Adentrarse en el mundo de la producción independiente en la época que nos ha tocado vivir puede parecer un acto de fe. A mí a menudo me lo parece.
Aunque el cine independiente nacional se exhibe en los mejores festivales de todo el mundo, su lenguaje se aleja de los modelos de consumo y desaparece del imaginario colectivo. La presencia de las salas se atenúa paulatinamente, las plataformas y su nuevo idioma se erigen como los únicos templos del consumo audiovisual, barriendo a los distribuidores y ahora a los productores con la nueva ley del audiovisual. Su fuerza devastadora es una espada de Damocles que hemos incorporado a nuestro día a día. Un punto de angustia en el “ir haciendo” de una calma tensa.

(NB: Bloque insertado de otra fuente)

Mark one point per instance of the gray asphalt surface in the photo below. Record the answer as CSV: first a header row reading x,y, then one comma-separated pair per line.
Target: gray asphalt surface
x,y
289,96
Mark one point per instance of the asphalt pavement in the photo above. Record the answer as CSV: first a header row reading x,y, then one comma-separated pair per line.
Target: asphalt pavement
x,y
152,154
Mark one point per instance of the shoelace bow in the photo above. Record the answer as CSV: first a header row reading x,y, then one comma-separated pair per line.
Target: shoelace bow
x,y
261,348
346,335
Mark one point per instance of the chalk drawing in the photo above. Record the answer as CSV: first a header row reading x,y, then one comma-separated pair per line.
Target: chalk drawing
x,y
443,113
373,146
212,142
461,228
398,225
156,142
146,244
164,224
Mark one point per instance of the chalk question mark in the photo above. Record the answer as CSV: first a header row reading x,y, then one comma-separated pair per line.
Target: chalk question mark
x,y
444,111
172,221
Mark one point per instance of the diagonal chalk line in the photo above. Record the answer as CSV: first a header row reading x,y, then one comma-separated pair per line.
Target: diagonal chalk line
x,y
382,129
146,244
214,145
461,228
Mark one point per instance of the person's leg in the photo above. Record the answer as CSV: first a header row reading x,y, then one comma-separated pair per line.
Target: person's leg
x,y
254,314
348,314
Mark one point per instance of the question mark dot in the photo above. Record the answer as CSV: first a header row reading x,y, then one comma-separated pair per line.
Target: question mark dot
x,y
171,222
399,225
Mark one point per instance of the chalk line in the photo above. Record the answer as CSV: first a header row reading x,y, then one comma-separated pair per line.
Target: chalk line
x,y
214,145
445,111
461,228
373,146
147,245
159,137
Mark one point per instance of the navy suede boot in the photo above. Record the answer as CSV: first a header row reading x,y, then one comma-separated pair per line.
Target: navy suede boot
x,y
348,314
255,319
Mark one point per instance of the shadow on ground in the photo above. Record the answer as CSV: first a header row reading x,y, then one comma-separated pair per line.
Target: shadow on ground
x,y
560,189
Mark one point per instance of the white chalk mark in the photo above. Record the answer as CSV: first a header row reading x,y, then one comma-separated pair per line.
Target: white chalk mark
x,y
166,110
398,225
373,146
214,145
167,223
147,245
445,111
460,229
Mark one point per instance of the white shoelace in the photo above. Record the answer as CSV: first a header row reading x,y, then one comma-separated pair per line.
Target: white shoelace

Es cuando me invade este discurso que necesito desgranar el trabajo que hacemos para encontrarle el corazón. La labor del productor independiente es necesaria por varios motivos que no puedo enumerar aquí, pero uno de los que más me llena es la función de nave nodriza: la pequeña productora discierne la idea de una visión nueva, todavía tierna, que hay que regar y adobar con paciencia hasta ver el primer brote. Y es de esos nuevos creadores que la plataforma, incapaz de dedicar tiempo de calidad ni de crear equipo en el plantel, presionada por las exigencias de la fabricación y los resultados, se alimentará al cabo de un tiempo. Nosotros somos el motor de la cadena trófica, la cantera de quienes hablarán del mundo dentro de unos años.
Seguramente no he descubierto la sopa de ajo y podríamos encontrar muchas fisuras en esta reflexión, pero esta función altamente creativa, de gran responsabilidad y que requiere escucha, paciencia y curas es para mí una de las que nos hace verdaderamente imprescindibles, y le da sentido a todo.